‘Ma•se•cha’ in modern Hebrew means only a mask or disguise. You can tell the sound similarity between the Hebrew and the English words. In biblical Hebrew, this word means an idol. Interestingly, most Bibles translate it as molten gods. More interesting is the fact that all of these idols are mostly no more than calfs. To be more precise, young male calfs. ‘Ma•se•cha,’ as a mask, was and is still being used very commonly in the spiritual rituals of many religions. You may find them around the globe, including in North and South America. The Latin word is almost identical to that of the Hebrew: ‘masca.’ The most ancient idol/mask was found in Hebron, Israel, and is assumed to be from 7000 BC. If you ever visit Israel Museum in Jerusalem, you can see it exhibited there.
‘Ma•se•cha’ probably comes from the Hebrew root: ‘m.s.ch’, which means ‘to hide’ or ‘a screen.’ The word appears only in the Old Testament.

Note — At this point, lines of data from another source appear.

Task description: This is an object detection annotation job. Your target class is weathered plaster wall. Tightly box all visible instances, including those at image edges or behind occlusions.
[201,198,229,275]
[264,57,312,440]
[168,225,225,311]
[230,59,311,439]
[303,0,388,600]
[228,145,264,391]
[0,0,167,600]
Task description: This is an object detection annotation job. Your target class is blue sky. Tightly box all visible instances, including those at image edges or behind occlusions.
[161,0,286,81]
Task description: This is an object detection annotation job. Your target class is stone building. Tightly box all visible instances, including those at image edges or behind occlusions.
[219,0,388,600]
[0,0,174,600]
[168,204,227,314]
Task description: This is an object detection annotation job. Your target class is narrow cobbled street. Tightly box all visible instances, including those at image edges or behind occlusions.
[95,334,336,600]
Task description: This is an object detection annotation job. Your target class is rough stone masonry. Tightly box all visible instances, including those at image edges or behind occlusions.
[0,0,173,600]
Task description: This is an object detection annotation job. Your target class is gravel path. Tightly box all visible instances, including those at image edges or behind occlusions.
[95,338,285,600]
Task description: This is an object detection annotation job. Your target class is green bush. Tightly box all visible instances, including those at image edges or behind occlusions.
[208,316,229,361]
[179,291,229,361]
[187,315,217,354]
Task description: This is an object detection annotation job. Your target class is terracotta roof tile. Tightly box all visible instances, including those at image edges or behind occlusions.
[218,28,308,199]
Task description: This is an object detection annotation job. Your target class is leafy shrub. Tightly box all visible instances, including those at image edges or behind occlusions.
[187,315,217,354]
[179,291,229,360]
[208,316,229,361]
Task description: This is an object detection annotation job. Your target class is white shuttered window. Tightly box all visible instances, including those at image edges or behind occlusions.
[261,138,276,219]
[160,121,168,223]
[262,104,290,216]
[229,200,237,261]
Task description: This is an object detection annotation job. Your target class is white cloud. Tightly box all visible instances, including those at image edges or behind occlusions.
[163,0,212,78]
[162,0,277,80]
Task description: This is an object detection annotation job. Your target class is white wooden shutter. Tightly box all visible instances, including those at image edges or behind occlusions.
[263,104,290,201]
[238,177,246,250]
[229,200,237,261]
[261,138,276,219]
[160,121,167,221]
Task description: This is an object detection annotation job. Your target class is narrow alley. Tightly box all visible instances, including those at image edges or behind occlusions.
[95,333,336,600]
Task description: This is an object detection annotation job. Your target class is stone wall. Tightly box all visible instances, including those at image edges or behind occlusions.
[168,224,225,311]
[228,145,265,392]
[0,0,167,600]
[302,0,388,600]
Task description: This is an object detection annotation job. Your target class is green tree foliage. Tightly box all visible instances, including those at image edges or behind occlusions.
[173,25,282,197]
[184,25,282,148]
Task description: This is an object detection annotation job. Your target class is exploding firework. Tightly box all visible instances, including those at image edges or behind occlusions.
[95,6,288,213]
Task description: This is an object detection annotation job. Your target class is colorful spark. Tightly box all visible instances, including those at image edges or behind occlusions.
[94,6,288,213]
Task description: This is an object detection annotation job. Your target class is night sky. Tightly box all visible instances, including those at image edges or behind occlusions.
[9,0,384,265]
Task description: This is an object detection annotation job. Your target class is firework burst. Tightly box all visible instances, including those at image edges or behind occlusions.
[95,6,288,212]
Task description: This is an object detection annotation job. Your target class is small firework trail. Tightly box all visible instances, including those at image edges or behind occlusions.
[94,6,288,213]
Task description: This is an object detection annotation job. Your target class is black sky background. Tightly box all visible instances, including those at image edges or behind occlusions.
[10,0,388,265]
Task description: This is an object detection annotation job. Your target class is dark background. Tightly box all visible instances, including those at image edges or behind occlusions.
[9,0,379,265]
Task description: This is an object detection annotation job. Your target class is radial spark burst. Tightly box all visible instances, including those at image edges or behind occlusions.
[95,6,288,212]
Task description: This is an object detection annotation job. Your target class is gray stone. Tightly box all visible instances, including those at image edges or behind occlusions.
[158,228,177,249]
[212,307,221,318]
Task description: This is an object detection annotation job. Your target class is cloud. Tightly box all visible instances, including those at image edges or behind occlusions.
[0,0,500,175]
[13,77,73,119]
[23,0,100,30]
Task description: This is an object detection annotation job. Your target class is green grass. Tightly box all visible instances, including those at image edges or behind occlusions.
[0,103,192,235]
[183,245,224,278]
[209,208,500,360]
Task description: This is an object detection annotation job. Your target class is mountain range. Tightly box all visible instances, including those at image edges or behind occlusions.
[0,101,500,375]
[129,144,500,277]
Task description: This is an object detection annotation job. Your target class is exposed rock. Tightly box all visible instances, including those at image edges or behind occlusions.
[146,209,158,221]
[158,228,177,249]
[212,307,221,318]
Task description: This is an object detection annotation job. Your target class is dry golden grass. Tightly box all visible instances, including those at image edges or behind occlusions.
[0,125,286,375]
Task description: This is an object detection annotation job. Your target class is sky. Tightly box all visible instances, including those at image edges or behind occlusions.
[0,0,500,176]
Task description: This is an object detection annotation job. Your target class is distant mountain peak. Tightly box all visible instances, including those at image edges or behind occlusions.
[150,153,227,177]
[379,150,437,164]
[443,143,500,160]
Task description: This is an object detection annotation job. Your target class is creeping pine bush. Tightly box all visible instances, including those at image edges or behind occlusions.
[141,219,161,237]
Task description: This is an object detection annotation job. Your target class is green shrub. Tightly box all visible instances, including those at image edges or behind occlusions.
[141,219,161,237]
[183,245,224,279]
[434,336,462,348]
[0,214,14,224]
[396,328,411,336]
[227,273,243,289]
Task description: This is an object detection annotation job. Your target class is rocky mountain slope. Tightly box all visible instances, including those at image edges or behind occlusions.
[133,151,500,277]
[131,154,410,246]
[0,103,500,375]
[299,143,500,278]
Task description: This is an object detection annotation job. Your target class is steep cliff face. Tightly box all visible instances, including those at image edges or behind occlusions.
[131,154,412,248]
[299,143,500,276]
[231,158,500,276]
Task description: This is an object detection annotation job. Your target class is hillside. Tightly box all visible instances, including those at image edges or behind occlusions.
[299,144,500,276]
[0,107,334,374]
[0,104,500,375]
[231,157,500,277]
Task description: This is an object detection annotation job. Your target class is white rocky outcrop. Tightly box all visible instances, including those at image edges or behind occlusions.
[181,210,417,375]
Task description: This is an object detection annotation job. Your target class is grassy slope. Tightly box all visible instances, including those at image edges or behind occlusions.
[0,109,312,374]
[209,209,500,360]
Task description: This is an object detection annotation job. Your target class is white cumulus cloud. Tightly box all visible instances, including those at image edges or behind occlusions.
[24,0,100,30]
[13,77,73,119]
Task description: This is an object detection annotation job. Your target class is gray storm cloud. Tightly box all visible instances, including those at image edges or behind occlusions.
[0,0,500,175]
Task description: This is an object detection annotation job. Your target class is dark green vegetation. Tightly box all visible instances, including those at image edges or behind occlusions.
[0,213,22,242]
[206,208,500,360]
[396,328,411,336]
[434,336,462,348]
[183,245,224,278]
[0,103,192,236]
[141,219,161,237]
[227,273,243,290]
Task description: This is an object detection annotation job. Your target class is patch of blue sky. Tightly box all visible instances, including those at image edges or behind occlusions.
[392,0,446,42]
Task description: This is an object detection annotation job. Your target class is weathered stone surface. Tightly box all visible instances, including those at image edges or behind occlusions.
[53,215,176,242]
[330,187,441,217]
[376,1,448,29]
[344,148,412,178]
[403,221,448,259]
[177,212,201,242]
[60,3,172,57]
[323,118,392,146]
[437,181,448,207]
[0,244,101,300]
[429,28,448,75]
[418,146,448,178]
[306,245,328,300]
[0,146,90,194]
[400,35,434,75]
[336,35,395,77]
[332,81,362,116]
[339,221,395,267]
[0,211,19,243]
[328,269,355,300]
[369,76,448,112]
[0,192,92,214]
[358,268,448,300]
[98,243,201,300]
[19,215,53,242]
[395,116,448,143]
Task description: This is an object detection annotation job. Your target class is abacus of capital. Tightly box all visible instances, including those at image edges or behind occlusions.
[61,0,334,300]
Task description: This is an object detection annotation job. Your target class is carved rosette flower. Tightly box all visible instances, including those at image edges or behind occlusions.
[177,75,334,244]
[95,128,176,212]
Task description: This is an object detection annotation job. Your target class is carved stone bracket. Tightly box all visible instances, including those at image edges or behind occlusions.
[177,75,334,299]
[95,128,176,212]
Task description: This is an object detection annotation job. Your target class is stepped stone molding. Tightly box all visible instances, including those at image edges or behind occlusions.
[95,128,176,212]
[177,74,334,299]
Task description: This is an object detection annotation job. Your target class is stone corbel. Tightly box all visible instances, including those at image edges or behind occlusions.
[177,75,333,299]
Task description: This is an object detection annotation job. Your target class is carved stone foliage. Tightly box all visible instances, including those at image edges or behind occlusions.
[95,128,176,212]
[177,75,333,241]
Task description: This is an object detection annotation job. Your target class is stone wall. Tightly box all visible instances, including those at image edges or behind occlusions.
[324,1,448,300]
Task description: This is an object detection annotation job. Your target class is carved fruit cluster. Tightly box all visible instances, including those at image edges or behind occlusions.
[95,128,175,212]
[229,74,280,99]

For example,
“They have turned aside quickly from the way which I commanded them; they have made them a molten calf, and have worshipped it, and have sacrificed to it, and said, ‘These are your gods, O Israel, which have brought you out of the land of Egypt'”
The modern word used for either theater, movie, or computer screens is ‘ma•sach,’ which is also a derivative from ‘ma•se•cha.’